Produktbeschreibungen

Pressestimmen

»In seinem Buch "Bindungsstörungen" tritt Brisch, Papst der deutschen Bindungsforschung in der Tradition Bowlbys, zu dem ehrenhaften Versuch an, die Erkenntnisse der Bindungsforschung für die Psychotherapie zu erschließen. ... Brisch [zeigt] seine Stärken in der Übertragung der bindungstheoretischen Konstrukte auf die Psychotherapie. In beeindruckender Weise bietet er ein Verständnis von Therapie, in dem sowohl Bindungs- als auch Explorationswünschen der Klienten Rechnung getragen werden, und er ordnet dabei typischen Klient-Therapeut-Interaktionen neue Bedeutung zu. ... Brisch zeigt das gesamte Spektrum von Bindungsstörungen, was bei ihm präkonzeptuell, pränatal und postpartal anfängt und bei der Altersdepression aufhört. Er differenziert zwischen Lebensphasen und diagnostischen Kategorien.«
Bodo Fastje, Gestalt Zeitung, Januar 2016

»Diesem Buch wünsche ich eine Entwicklung hin zu einem Grundlagenwerk für Hebammen, Ärztinnen, Psychologinnen, etc., die schwangere Frauen in ihr Muttersein begleiten. Da auch das geburtshilfliche Setting als äußere Realität einen Einfluss hat auf die Ausformung der inneren Realität und somit auch auf das Bindungserleben, ist es m.
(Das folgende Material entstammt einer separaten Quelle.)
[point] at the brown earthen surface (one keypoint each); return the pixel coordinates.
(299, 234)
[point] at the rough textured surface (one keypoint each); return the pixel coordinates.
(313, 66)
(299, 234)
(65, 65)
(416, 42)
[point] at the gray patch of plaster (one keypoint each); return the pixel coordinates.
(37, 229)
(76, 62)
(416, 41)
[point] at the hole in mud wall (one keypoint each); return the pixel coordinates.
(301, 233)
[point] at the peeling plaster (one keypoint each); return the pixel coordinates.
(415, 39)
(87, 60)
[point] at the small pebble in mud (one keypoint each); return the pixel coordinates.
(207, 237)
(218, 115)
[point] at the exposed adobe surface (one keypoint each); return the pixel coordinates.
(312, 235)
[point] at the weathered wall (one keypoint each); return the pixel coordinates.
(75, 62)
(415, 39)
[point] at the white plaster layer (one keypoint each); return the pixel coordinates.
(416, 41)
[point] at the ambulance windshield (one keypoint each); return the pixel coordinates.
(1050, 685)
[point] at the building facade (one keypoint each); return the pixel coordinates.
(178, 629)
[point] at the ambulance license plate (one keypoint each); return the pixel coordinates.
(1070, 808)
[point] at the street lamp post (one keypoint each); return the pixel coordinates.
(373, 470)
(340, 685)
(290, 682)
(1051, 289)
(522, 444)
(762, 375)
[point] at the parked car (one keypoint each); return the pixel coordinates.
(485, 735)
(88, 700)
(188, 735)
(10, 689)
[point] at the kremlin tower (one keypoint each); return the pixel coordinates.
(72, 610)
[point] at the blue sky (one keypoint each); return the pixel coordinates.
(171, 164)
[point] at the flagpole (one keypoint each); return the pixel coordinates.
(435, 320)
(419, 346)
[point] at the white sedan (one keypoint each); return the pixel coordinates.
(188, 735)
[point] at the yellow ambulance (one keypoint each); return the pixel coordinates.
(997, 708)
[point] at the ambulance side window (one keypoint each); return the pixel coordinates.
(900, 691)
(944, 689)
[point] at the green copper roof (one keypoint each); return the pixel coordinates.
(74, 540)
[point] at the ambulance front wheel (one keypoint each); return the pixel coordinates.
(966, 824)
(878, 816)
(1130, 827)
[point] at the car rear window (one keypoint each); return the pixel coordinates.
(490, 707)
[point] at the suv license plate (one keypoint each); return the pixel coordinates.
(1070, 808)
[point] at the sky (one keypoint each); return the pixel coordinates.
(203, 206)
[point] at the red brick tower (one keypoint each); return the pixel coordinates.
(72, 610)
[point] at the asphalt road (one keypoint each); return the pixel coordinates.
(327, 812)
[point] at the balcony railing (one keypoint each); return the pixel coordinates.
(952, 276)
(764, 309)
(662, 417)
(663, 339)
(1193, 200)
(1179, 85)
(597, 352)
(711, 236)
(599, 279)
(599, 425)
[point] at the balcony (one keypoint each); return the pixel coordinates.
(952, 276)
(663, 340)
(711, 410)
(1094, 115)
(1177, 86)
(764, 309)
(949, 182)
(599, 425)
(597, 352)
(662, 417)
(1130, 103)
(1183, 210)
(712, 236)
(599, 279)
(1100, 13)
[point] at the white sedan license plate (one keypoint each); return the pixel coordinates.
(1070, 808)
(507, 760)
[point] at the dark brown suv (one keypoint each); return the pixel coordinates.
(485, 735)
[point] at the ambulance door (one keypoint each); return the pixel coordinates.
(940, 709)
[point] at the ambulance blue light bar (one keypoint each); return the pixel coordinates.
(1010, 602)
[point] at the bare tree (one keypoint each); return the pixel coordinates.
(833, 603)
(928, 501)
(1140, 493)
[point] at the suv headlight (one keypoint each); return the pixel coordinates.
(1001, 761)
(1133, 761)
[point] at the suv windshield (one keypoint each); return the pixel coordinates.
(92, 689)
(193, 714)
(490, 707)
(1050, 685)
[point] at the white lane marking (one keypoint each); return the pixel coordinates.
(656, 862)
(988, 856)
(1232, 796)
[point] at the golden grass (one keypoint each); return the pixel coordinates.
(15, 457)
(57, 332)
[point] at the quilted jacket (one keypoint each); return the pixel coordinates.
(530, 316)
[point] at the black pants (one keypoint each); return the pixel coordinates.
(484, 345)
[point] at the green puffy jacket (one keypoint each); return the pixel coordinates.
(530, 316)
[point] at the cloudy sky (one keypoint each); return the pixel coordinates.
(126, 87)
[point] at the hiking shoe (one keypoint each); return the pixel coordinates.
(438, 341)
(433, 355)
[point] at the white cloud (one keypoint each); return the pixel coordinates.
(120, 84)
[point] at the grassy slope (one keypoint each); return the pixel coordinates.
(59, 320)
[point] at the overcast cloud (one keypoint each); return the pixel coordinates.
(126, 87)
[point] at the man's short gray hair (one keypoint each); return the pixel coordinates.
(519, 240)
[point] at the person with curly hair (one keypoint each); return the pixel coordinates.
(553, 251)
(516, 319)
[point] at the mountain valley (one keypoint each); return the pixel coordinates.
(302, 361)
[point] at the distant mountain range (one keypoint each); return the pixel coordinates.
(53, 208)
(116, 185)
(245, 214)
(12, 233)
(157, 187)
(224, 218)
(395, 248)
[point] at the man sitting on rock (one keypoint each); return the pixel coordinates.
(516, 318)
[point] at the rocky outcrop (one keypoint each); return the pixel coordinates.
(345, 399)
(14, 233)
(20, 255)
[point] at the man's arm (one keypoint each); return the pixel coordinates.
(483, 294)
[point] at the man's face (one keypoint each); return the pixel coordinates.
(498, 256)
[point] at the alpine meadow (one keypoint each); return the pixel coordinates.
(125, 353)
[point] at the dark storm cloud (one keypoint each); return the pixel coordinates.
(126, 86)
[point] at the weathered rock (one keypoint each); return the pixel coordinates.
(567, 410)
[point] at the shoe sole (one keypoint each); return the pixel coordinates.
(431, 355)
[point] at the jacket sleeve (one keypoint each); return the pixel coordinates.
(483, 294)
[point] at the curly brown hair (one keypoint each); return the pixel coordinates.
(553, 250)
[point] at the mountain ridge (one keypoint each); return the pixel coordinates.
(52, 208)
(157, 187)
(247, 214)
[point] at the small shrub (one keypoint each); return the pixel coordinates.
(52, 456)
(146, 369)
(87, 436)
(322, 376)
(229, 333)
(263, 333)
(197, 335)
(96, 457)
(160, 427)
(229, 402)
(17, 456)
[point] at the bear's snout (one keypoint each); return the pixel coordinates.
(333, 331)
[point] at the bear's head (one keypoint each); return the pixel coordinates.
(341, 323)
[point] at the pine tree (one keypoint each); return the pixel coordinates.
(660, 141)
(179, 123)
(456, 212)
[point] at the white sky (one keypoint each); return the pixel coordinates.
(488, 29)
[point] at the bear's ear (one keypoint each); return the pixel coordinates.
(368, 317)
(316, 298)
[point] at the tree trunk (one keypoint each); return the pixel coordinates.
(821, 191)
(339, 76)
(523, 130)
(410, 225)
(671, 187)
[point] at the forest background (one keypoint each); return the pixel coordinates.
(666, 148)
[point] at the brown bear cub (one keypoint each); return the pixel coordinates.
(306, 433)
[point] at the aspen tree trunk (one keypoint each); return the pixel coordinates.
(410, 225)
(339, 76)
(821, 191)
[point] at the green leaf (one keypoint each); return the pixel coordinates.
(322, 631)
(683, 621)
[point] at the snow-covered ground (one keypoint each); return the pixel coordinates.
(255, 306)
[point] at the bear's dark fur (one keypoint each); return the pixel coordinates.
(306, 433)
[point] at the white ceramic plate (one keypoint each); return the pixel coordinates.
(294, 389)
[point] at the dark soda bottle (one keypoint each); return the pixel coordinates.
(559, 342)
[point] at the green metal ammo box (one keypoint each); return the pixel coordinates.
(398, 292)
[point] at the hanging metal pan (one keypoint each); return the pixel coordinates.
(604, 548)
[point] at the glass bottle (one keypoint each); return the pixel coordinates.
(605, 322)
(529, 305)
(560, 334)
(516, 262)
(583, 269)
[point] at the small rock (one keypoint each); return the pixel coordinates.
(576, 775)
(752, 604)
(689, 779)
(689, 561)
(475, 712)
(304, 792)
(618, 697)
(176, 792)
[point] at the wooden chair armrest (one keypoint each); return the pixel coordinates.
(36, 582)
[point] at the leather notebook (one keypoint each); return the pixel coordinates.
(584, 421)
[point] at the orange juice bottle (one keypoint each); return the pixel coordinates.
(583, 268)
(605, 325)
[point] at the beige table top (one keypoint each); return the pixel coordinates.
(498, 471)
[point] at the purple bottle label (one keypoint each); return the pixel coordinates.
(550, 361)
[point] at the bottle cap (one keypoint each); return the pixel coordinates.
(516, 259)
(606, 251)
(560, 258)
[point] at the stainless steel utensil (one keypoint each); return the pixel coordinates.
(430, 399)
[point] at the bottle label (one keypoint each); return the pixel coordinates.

E. letztendlich auch für die Hebammen, Ärztinnen und Krankenschwestern, die im Kreißsaal oder auf Station arbeiten, unentbehrlich.«
Petra Schönberner, Hebammen Info, Januar 2012

»Mit seinem Buch "Bindungsstörungen", 1999 erstmals erschienen, 2009 in neunter Auflage herausgegeben, hat Brisch die Psychoanalyse mit der Bindungstheorie, die letztlich ein Kind der Psychoanalyse ist, gleichsam wieder versöhnt und diese - wieder - zum Bestandteil eines psychoanalytischen Denkens gemacht.«
Hans Hopf, Analytische Kinder- und Jugendlichen-Psychotherapie, 3/2011

»Brisch hat aufbauend auf der Arbeit von Bowlby seinen eigenen Ansatz entwickelt und im vorliegenden Buch dargestellt... Die Bindungstheorie nimmt auch in der Prävention einen wichtigen Platz ein. Sie ist Grundlage der Präventionsprogramme SAFE (Sichere Ausbildung für Eltern. Primäres Präventionsprogramm zur Bindungsentwicklung) und B.A.S.E. (Babywatching: sekundäre Prävention von aggressiven und ängstlichen Verhaltensstörungen bei kleinen Kindern). Auch in der Arbeit mit Familien, Gruppen und im pädagogischen Kontext spielt sie eine wesentliche Rolle.«
Lisa Rakos, Österreichische Hebammen Zeitung, April 2011

»Auf über 300 Seiten findet sich hier ein Standardwerk zum Thema Bindung in der nunmehr 10. Auflage. …Alles in allem bietet das Buch einen umfassenden und tiefgehenden Überblick in das Thema von einem der derzeit angesehensten Experten auf dem Gebiet.«
Amir Djawadi, schwangerschaft-baby-kind.de, 15.10.2011

»Karl Heinz Brisch hat sein inzwischen in mehrere Sprachen übersetztes Buch über die Anwendung der Bindungstheorie in der klinischen Praxis überarbeitet und mit neuen Forschungsergebnissen erweitert. ... In zahlreichen Fallbeispielen erklärt er ... entsprechende psychotherapeutische Behandlungen vor dem Hintergrund der Bindungstheorie. ... Das Buch ist spannend und lesenswert, in einer verständlichen und anschaulichen Sprache geschrieben. PraktikerInnen werden insbesondere die Fallbeispiele schätzen, in denen gezeigt wird, wie die Bindungstheorie in der klinischen Praxis umgesetzt werden kann. In verschiedenen Settings - ambulant und stationär, in Kooperation mit Kinderärzten und Gynäkologen - kann der bindungstheoretische Ansatz ein wertvolles Mittel darstellen, psychische Störungen zu diagnostizieren und zu behandeln. Und nicht zuletzt eröffnet der Ansatz auch im pädagogischen Bereich wichtige Anhaltspunkte für hilfreiche Interaktionen.
Agnes von Wyl, punktum, 03/2010

»Probably the fullest account on how attachment theory may be used to guide treatment methods when dealing with attachment-related problems is that provided by Brisch (2002) .«
Sir Michael Rutter (Implications of Attachment Theory and Research for Child Care Policies, in: Handbook of Attachment, New York, London 2008, S. 965)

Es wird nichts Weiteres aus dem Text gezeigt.